MONITORDAY.COM - Pakar Hukum tata negara Refly Harun memprediksi gugatan tim Prabowo-Sandi dalam sidang perselisihan suara pemilihan umum (PHPU) hampir seluruhnya akan ditolak Mahkamah Konstitusi (MK). 

Hal ini berdasarkan pada kemungkinan bukti yang diajukan oleh tim Paslon 02 itu tidak cukup kuat dan signifikan.

"Saya bisa mengatakan 99,99 persen permohonan itu akan ditolak," ujar Refly, dalam sebuah diskusi di Jakarta Pusat, Kamis (13/5). 

Menurut Refly, metode yang dipakai oleh MK dalam PHPU, yaitu Kualitatif dan Kuantitatif akan membuat gugatan tim Prabowo-Sandi kemungkinan kecil akan diterima.

Refly mengatakan, dalam paradigma kuantitatif, MK akan menilai, memeriksa dan memutuskan soal selisih suara hasil pemilu yang disampaikan pemohon dan termohon (KPU). 

"Dalam konteks ini, yang ditekankan adalah soal hitungan-hitungan perolehan suara versi Prabowo-Sandi dan versi KPU," ujarnya. 

Menurut Refly, tim Prabowo-Sandi tidak akan cukup waktu untuk mengumpulkan bukti yang valid seperti yang dipunyai oleh KPU.

"Saya tidak yakin.

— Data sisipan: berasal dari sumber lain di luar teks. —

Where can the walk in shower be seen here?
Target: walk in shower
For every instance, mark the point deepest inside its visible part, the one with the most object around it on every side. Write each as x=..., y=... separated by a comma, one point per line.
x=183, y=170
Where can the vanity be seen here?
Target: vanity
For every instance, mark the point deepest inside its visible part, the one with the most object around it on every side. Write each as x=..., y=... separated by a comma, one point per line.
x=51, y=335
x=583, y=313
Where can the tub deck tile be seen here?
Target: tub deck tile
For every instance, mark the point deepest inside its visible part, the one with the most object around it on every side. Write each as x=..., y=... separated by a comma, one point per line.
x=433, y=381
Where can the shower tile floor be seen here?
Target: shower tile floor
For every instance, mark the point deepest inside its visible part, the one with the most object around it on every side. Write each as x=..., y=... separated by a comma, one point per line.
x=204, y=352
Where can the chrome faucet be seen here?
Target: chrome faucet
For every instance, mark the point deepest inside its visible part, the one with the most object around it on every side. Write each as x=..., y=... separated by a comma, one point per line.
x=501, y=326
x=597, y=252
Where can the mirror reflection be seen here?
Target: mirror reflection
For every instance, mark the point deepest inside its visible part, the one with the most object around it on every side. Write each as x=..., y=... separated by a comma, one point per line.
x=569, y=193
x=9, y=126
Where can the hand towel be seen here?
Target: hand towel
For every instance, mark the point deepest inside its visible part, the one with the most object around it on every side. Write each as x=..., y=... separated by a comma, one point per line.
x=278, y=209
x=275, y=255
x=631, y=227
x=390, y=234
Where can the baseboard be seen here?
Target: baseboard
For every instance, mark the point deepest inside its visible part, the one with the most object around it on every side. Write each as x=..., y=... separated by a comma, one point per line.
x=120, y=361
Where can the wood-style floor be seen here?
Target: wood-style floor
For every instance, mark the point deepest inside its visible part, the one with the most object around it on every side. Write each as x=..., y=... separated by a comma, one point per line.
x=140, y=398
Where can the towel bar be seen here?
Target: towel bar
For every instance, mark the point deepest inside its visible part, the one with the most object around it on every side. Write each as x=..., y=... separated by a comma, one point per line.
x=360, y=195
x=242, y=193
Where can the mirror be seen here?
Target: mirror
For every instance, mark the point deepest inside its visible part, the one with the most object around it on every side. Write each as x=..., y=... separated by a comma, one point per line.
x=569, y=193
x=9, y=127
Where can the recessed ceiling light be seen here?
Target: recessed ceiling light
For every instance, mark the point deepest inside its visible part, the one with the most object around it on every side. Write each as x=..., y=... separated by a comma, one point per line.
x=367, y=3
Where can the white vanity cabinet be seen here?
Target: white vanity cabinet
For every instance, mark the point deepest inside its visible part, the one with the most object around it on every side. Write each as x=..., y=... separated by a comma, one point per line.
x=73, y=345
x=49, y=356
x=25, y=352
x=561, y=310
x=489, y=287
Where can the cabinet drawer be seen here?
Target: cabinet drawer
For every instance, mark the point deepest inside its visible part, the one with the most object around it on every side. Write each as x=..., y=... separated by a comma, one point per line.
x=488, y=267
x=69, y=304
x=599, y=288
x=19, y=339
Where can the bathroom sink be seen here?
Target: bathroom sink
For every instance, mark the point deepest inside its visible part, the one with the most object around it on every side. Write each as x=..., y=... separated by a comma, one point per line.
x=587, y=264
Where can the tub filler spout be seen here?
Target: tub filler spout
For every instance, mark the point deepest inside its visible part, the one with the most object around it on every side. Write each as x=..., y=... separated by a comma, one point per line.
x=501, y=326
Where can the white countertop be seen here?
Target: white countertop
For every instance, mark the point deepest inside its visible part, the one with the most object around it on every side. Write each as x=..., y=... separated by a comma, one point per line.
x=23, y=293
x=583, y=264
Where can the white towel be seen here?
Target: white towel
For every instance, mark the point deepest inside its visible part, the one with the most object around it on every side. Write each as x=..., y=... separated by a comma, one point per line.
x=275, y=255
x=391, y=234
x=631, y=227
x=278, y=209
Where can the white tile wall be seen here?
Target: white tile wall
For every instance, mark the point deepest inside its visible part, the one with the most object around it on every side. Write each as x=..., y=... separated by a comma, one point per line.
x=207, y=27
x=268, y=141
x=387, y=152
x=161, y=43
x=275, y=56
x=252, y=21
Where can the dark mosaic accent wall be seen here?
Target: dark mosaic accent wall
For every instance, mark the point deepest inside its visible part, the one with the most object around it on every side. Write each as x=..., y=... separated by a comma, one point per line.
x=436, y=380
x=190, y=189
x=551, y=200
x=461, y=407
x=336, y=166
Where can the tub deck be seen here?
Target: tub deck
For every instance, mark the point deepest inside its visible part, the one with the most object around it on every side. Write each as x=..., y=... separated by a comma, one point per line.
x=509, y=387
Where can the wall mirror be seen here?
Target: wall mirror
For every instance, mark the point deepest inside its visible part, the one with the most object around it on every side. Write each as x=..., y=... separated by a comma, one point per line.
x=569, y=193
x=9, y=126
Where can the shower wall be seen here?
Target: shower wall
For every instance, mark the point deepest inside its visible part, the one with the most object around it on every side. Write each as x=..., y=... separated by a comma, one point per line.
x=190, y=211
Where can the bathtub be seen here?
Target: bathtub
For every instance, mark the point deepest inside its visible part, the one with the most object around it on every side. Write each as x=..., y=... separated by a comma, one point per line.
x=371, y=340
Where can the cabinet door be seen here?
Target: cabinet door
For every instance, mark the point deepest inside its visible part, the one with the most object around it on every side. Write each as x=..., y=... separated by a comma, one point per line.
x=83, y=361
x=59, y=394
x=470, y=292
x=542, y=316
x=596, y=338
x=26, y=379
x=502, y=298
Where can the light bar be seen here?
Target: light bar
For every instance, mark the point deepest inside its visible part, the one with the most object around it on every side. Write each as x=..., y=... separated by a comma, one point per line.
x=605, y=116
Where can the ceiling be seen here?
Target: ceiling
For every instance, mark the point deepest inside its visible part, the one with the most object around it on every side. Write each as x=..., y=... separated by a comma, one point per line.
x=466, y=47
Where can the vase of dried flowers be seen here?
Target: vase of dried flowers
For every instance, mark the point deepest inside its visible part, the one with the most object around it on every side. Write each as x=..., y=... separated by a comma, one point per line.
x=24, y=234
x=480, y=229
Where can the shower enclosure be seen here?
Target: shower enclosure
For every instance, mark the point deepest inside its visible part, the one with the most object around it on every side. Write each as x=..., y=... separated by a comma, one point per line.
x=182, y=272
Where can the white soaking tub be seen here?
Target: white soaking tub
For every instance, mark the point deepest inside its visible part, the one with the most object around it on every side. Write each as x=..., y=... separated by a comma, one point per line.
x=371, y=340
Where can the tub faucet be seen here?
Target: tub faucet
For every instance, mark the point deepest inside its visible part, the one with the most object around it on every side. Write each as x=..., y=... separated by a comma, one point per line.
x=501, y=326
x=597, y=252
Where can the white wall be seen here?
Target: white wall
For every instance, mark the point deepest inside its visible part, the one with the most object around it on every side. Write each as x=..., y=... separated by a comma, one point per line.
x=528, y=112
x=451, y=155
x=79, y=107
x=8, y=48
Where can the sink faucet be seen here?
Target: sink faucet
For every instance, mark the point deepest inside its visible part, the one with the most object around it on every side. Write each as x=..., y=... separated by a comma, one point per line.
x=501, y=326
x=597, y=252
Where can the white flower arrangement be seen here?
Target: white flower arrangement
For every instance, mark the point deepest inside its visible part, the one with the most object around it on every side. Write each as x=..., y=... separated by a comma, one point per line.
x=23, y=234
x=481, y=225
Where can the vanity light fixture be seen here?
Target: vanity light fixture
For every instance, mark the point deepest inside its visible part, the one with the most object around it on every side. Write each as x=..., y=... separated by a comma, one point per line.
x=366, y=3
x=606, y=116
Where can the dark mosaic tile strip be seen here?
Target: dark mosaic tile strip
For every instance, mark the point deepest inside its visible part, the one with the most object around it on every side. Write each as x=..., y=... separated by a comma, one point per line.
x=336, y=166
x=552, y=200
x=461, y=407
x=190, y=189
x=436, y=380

Paling gampang kan formulir C1 dan C1 plano. Dan itulah yang akan dihitung ulang," ucapnya.

Apalagi, lanjut dia, dalam waktu 14 hari yang telah ditentukan, tidak akan cukup waktu untuk hanya memeriksa keaslian dokumen yang diajukan. 

Selain itu, Refly juga memprediksi bahwa tim Prabowo-Sandi juga akan kalah jika MK menggunakan paradigma Kualitatif dalam menangani soal pelanggaran terstruktur, masif dan sistematis (TSM). 

Menurut dia, Prabowo-Sandi akan kesulitan membuktikan pelanggaran TSM. Pasalnya, pelanggaran tersebut harus melibatkan struktur kekuasaan, dilakukan dengan pola yang sistematis dan masif terjadi di Indonesia.

Apalagi, lanjut dia, pelanggaran masif sangat relatif, dan sulit dibuktikan.

"Apakah masif itu harus memenuhi kriteria seluruh Republik Indonesia ini, ataukah satu provinsi bisa dikatakan cukup masif? Kemudian, apakah masif ini mempengaruhi perolehan suarasuara," ujarnya.

Meski begitu, Refly mengatakan, Prabowo-Sandi masih mempunyai harapan jika MK menggunakan paradigma pemilu yang jujur dan adil atau pemilu konstitusional.

Menurut dia, dalam paradigma jurdil ini, MK harus berani dan buat kriteria hal-hal apa saja yang dianggap pemilu itu bisa berdampak tidak konstitusional. 

"Apakah itu money politics (politik uang), pengerahan ASN, apakah itu penggunaan dana-dana haram misalnya, apakah itu macam-macam dan sebagainya," tandas Refly.